The changes to the articles were supported by passing votes from the floor.
Notable areas of increase were K-12 regular instruction (up $175,124 to $2,259,588) and special education (up $277,300 to $1,393,110), which were both affected by rising teacher and support staff salaries and health insurance costs. Also in the case of special education, four support staff positions are no longer supported by local entitlement grants, and two out-of-district student placements added to the bill.
Union 76 administrative costs—and the percentage the CSD covers—rose by $32,487 to $340,205, largely due to hiring additional clerical staff at the superintendent’s office and budgeting for a shared, union-wide school security officer, Elkington said.

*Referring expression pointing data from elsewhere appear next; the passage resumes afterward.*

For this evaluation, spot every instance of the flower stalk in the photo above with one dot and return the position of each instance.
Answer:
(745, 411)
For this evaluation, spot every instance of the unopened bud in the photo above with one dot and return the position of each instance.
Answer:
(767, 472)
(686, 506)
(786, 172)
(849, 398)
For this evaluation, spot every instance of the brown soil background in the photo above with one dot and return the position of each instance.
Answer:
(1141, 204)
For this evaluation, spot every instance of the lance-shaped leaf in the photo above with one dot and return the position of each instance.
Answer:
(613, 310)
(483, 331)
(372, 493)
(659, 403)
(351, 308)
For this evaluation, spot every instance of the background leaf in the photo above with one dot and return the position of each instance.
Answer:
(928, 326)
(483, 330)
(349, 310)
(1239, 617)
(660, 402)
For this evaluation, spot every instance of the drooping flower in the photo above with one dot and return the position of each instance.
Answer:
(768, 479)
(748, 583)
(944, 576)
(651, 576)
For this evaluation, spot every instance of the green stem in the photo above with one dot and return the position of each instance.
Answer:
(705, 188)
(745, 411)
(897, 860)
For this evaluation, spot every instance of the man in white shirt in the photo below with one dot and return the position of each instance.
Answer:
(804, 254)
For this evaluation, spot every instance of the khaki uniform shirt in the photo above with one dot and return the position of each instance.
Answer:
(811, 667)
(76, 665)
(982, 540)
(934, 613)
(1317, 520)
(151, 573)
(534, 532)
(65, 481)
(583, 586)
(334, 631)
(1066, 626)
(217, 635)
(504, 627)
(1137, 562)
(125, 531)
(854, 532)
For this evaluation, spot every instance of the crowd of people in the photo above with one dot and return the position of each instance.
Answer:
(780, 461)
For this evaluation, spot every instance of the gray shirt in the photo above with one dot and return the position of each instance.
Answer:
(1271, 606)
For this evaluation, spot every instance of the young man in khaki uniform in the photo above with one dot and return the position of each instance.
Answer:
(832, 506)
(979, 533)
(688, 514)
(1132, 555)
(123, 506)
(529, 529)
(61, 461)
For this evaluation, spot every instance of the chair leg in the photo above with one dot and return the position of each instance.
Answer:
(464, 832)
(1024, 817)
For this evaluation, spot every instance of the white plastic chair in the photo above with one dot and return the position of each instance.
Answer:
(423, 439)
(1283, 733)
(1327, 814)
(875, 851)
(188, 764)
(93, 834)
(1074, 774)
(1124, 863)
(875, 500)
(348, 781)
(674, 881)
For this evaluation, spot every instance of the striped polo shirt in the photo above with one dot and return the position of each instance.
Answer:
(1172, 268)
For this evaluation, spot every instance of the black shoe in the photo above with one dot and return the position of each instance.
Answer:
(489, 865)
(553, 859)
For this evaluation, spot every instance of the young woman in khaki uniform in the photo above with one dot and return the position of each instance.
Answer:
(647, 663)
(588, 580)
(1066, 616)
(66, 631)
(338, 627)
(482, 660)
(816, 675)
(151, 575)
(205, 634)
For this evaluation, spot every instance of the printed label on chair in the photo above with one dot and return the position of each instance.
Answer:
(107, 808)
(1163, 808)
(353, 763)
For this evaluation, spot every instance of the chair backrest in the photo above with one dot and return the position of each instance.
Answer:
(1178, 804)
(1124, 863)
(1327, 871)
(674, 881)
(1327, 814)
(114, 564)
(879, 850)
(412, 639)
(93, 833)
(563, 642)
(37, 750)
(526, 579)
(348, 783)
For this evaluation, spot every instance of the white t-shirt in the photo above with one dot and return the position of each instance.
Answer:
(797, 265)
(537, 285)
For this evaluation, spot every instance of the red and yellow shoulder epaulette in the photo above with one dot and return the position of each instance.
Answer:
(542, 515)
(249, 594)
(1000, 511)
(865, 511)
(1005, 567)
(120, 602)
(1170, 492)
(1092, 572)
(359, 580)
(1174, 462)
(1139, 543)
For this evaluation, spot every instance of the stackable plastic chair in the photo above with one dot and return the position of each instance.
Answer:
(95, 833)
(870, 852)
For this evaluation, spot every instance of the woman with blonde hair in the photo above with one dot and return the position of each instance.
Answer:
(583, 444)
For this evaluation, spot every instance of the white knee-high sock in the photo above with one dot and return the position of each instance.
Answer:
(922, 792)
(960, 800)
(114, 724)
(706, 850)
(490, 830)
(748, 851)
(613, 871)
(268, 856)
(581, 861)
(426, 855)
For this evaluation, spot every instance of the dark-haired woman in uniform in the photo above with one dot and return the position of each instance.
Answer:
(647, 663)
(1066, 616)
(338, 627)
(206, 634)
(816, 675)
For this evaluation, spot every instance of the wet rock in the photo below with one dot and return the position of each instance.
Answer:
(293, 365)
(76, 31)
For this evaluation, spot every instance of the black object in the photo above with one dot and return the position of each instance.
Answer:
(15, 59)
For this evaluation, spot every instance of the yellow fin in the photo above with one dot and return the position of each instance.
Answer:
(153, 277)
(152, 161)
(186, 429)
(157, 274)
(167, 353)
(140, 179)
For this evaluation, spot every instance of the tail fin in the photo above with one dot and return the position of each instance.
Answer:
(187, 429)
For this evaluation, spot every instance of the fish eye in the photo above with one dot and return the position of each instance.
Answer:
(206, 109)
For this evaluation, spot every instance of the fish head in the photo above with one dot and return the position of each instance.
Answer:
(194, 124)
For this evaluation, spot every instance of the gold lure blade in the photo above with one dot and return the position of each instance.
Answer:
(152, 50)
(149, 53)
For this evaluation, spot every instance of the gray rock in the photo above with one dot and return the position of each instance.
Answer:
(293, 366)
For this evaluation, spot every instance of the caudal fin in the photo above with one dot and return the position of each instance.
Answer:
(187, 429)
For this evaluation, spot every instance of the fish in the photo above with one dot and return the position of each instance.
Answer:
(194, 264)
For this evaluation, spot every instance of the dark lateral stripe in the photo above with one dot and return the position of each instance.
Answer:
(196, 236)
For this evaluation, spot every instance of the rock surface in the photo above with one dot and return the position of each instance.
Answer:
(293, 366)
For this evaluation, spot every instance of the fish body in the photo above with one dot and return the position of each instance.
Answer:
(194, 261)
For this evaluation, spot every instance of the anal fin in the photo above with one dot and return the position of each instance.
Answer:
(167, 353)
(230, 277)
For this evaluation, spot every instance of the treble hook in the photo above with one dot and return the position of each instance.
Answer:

While the overall budget rose, there were decreases in some individual cost centers. One was Article 4, which funds career and technical education, which was reduced from $111,705 to $60,000. Elkington explained that there were fewer students slated to participate in the program next year, and the cost of the programming itself has dropped due to increased funding from the state.
Another decrease occurred in facilities operation and maintenance, which was cut by over $40,000 to $700,280 for next year. Elkington explained that Article 17 allocates $100,000 from the maintenance reserve account toward the major project of painting the elementary school, and aside from that, there are no large expenditures planned given that the future of the high school building has yet to be determined, pending the results of the strategic planning process currently under way.
While all other warrant articles passed via voice vote, written ballots were cast for Article 15, which calls for additional local monies to fund the budget. Fifty-four votes affirmed the measure; just three votes were against it. Deer Isle will cover $1,346,113 (67.5 percent) of the $1,994,242 total amount, while Stonington picks up the remaining $648,129.
The school budget is now up for validation through referendum vote, which takes place during statewide elections on Tuesday, June 12. Polls are open from 8 a.m. to 8 p.m. at both town halls.